Dites à cet industriel que c’est une chose lâche, immorale, de spéculer sur la détresse du pauvre, sur l’inexpérience d’enfants et de jeunes filles : il ne vous comprendra seulement pas. Prouvez-lui que par une surproduction téméraire, par des entreprises mal calculées, il compromet, avec sa propre fortune, l’existence de ses ouvriers ; que si son intérêt ne le touche, celui de tant de familles, groupées autour de lui, mérite considération ; que par l’arbitraire de ses faveurs il crée autour de lui le découragement, la servilité, la haine.
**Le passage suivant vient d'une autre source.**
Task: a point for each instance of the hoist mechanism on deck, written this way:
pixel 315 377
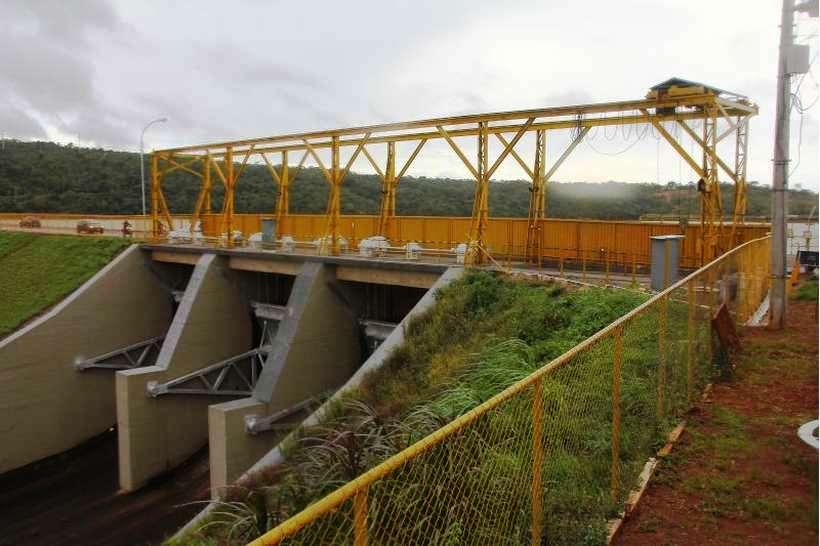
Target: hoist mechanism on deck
pixel 674 103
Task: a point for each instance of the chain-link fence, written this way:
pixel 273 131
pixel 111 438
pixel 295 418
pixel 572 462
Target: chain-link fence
pixel 550 459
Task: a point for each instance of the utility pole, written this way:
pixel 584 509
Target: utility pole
pixel 787 64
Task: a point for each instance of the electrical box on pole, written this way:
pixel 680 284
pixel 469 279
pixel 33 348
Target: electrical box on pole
pixel 797 59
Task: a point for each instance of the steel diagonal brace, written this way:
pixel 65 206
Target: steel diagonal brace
pixel 181 166
pixel 508 148
pixel 321 165
pixel 722 164
pixel 458 151
pixel 572 145
pixel 675 144
pixel 515 155
pixel 135 354
pixel 224 367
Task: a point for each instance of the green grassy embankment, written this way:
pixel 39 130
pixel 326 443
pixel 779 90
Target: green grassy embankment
pixel 37 271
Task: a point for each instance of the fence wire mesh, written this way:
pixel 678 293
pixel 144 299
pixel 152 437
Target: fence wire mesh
pixel 550 459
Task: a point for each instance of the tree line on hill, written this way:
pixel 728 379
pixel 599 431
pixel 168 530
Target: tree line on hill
pixel 49 177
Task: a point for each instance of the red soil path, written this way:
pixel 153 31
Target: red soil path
pixel 739 474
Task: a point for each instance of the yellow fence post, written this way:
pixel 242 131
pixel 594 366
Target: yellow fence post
pixel 584 267
pixel 360 518
pixel 537 463
pixel 662 357
pixel 616 415
pixel 690 361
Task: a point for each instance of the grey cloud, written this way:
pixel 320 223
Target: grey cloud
pixel 14 122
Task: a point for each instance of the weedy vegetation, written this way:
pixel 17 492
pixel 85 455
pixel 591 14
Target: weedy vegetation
pixel 485 332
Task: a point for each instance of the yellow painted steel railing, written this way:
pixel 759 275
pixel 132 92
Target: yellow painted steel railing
pixel 511 470
pixel 620 246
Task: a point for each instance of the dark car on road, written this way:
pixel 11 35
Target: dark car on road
pixel 89 226
pixel 30 221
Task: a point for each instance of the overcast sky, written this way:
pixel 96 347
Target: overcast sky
pixel 95 72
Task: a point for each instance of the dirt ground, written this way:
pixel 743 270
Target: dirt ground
pixel 740 475
pixel 72 498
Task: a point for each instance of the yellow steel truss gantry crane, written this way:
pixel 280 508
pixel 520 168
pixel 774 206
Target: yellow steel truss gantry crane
pixel 673 101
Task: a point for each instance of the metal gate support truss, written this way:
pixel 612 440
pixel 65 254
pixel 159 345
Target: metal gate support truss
pixel 234 376
pixel 673 101
pixel 143 353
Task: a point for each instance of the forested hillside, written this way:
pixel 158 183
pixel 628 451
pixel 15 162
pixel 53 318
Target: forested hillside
pixel 48 177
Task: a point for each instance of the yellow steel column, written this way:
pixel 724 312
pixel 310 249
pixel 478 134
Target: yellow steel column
pixel 537 198
pixel 388 204
pixel 615 480
pixel 229 195
pixel 154 195
pixel 741 151
pixel 334 199
pixel 476 247
pixel 690 336
pixel 206 204
pixel 537 462
pixel 204 194
pixel 711 207
pixel 283 202
pixel 661 409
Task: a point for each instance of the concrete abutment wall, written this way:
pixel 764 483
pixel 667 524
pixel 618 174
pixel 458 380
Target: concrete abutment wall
pixel 234 452
pixel 316 349
pixel 213 322
pixel 46 406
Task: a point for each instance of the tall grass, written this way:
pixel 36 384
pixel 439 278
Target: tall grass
pixel 484 333
pixel 36 271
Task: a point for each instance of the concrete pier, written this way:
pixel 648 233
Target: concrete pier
pixel 213 322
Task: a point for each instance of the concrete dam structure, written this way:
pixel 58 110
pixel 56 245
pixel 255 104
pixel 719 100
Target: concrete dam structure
pixel 182 347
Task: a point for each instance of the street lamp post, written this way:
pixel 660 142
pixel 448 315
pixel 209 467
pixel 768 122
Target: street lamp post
pixel 142 153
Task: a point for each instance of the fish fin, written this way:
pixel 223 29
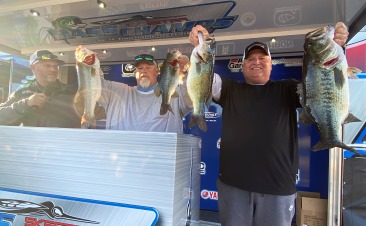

Le propriétaire s’offense : Ne suis-je pas le maître ? dit-il en parodiant la légende ; et parce que je suis bon pour quelques-uns, prétendez-vous faire de ma bonté un droit pour tous ? Faut-il que je rende compte à qui doit m’obéir ? Cette maison est la mienne ; ce qu’il convient que je fasse pour la direction de mes affaires, moi seul en suis juge. Est-ce que mes ouvriers sont mes esclaves ? Si mes conditions leur déplaisent, et qu’ils trouvent mieux, qu’ils aillent ! Je serai le premier à leur faire compliment. Très-excellents philanthropes, qui donc vous empêche d’ouvrir des ateliers ? Faites, donnez l’exemple ; au lieu de cette vie délicieuse que vous menez en prêchant la vertu, montez une fabrique, mettez-vous à l’œuvre. Qu’on voie enfin par vous l’association sur la terre ! Quant à moi je repousse de toutes mes forces une telle servitude. Des associés ! plutôt la banqueroute, plutôt la mort !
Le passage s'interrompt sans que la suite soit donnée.